"Restriction" of a fibre product to a subvariety

Question

As in my other question, suppose I have a Cartesian diagram of morphisms of algebraic varieties $$\begin{array}{ccc} A & \to^\alpha & B \\ \downarrow^\beta & & \downarrow^\gamma \\ C & \to^\delta & D \end{array}$$

This time, I'm going to suppose all the varieties are proper surfaces, and that the maps are (as before) finite and flat. Suppose I have a curve $Y \subset C$ (irreducible and nonsingular, if that helps), and I define $Z = \delta(Y)$, $X = \gamma^{-1}(Z)$, and $W = \beta^{-1}(Y)$. [EDIT: We have $W \subseteq \alpha^{-1}(X)$ but equality does not necessarily hold as I erroneously claimed -- thanks Dustin.]

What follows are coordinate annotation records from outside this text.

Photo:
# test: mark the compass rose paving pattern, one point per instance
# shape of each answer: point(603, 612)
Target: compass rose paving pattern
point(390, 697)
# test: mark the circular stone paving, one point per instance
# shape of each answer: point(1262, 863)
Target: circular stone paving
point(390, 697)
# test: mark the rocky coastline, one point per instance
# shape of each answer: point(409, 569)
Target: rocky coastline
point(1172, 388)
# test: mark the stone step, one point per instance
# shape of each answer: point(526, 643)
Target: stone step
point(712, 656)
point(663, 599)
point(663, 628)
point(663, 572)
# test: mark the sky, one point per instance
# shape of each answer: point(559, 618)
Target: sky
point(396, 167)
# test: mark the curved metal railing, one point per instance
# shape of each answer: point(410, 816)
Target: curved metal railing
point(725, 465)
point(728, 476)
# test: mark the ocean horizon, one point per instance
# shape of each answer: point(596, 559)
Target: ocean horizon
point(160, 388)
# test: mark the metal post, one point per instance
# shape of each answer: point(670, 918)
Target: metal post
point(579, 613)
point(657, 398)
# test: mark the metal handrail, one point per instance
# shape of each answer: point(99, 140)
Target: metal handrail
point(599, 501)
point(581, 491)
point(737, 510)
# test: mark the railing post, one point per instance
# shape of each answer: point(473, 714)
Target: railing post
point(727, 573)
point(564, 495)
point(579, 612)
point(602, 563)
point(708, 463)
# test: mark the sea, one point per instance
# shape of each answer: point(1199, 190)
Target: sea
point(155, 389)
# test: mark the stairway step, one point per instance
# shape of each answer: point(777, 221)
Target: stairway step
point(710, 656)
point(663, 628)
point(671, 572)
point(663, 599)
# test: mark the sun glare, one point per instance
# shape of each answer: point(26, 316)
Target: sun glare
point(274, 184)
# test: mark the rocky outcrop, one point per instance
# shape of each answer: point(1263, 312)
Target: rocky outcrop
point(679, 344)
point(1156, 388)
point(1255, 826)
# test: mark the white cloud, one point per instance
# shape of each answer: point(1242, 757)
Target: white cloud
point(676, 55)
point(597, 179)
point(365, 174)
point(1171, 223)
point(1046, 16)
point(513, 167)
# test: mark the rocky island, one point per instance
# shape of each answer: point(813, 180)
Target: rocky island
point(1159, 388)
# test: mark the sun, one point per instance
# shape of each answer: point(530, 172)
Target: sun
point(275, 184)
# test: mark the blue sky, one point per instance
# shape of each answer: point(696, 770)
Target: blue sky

Is it true that the diagram $$\begin{array}{ccc} W & \to^\alpha & X \\ \downarrow^\beta & & \downarrow^\gamma \\ Y & \to^\delta & Z \end{array}$$ obtained by restricting all the morphisms in the previous diagram is also Cartesian?

Answer 1

I believe this should be true: If you factor the map $\delta\mid_Y$ via the inclusion $Z \hookrightarrow D$ as $$ Y \to Z \hookrightarrow D $$ and pull back the map $\gamma$ along each of these maps, you should get your desired diagram as the left-hand side. i.e. you should obtain $$ \begin{matrix} W & \to & X & \to & B \\\\ \downarrow & & \downarrow & & \downarrow \\\\ Y & \to & Z & \hookrightarrow & D \end{matrix} $$ with each of the squares cartesian by definition.